This project performs real-time and batch sentiment analysis on Reddit posts using Apache Spark Structured Streaming, Kafka, PostgreSQL, and VADER Sentiment Analysis.
It ingests Reddit posts, filters them by keywords, analyzes their sentiment, aggregates results over time windows, and stores outputs in both Kafka and PostgreSQL.
- Filter Reddit posts by a keyword from the Kafka topic
reddit-raw-posts. - Analyze Sentiment using VADER on the filtered posts from
reddit-keyword-filtered. - Aggregate positive, negative, and neutral posts per 1-minute window.

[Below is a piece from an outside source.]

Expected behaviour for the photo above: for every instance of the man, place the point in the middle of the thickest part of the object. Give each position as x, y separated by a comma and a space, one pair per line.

- Save the results to PostgreSQL and Kafka (
sentiment_analysetopic).
- Load saved sentiment data from PostgreSQL (
sentiment_resultstable). - Perform batch aggregation based on ingestion timestamps (1-minute window).
- Write aggregated results into PostgreSQL table
sentiment_aggregated_batch.
- Apache Spark Structured Streaming & Batch Processing
- Apache Kafka
- PostgreSQL
- VADER Sentiment Analysis (Python)
- Python (PySpark)
| Topic Name | Description |
|---|---|
reddit-raw-posts |
Raw unfiltered Reddit post JSON data. |
reddit-keyword-filtered |
Posts filtered by a keyword in the title. |
sentiment_analyse |
Posts with sentiment analysis result. |
| Table Name | Description |
|---|---|
reddit_keyword_filtered |
Raw posts after keyword filtering. |
sentiment_results |
Posts with sentiment labels and ingestion timestamps. |
sentiment_aggregated |
Real-time aggregated sentiment counts over 1-minute windows. |
sentiment_aggregated_batch |
Batch aggregated sentiment counts (offline analysis). |
-
Start Services
- Start Zookeeper, Kafka, and PostgreSQL.
-
Create Database
createdb reddit_stream_db
-
Install Required Python Packages
pip install pyspark kafka-python vaderSentiment
Download PostgreSQL JDBC Driver
-
Run Streaming Jobs
- Start producer in ingestion folder
- Run
reddit_keyword_filter.py - Run
sentiment_analysis.py - Run
sentiment_window_aggregator.py
-
Run Batch Job (Optional)
- After some data has been collected, run
sentiment_batch_aggregator.py.
- After some data has been collected, run